On Wed, Oct 26, 2022 at 5:29 AM Jianyong Chen <
balu...@gmail.com> wrote:
>
> Thanks, Ben.
>
> > Assuming your execution contexts don't interleave (context A can't
> > call functions from context B), then all you have to do is place
> > CancelTerminateExecution calls in the right spots.
>
> Yes, we do not have contexts interleaving(but context switch due to
> async calls).
>
> As to the "right spots" could you please give me more details or
> advice about it? Now I'm planning to `CancelTerminateExecution`
> when the `v8::TryCatch` is `HasTerminated`, which is created before
Yes, that should work. "Right spots" means C++ -> JS calls (ex.
v8::Function::Call) and JS->C++ calls (ex. v8::FunctionTemplate
callbacks.)
> entering js code, And mark the current execution environment as
> terminated so that we can skip Resolve/Reject when async operations
> are completed and thus ensure that no new microtask is generated
> or ran(now we use the auto policy for microtask).
>
> Besides the right spots, I'm also concerned that how the
> per-isolate(shared by all contexts) data are processed when I call
> 'TerminateExecution'. Such as the microtask queue, will the queue be
> cleared up by v8 automatically or I should do it manually?

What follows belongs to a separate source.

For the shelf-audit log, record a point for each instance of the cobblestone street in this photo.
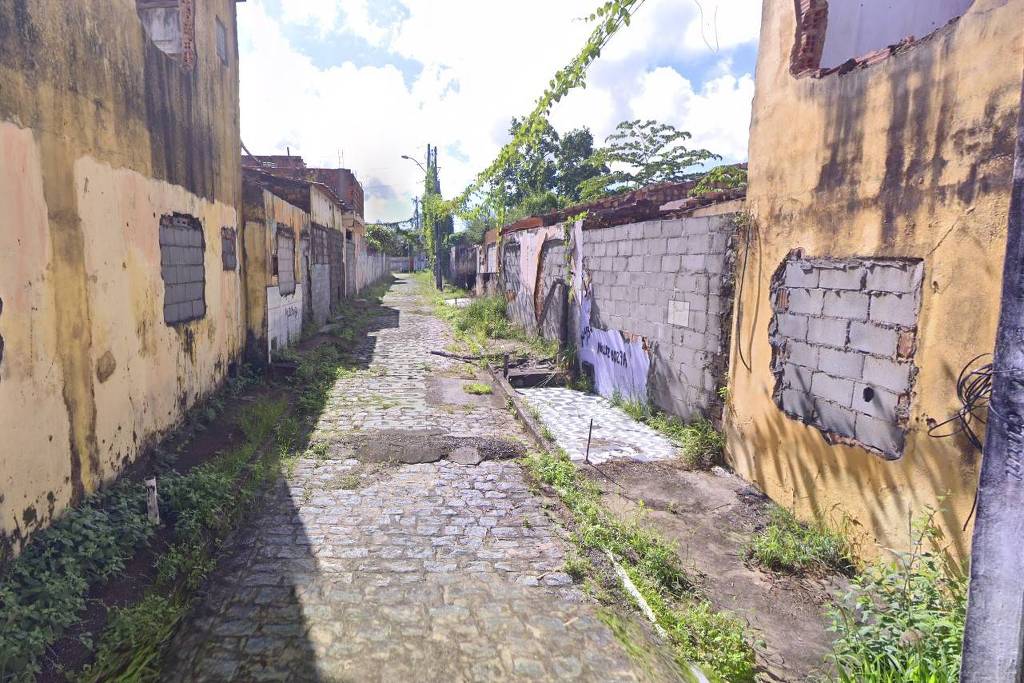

The microtask queue is a good point. V8 clears it out when microtasks
are about to run but execution is terminating.
However, it clears microtasks for _all_ contexts. Presumably that's
not what you want.
You can run microtasks manually and call CancelTerminateExecution
beforehand but then microtasks from the terminated context still run.
I don't think you can really avoid that unless you control all places
where promises are created, e.g., because you use
`v8::Promise::Resolver` for everything.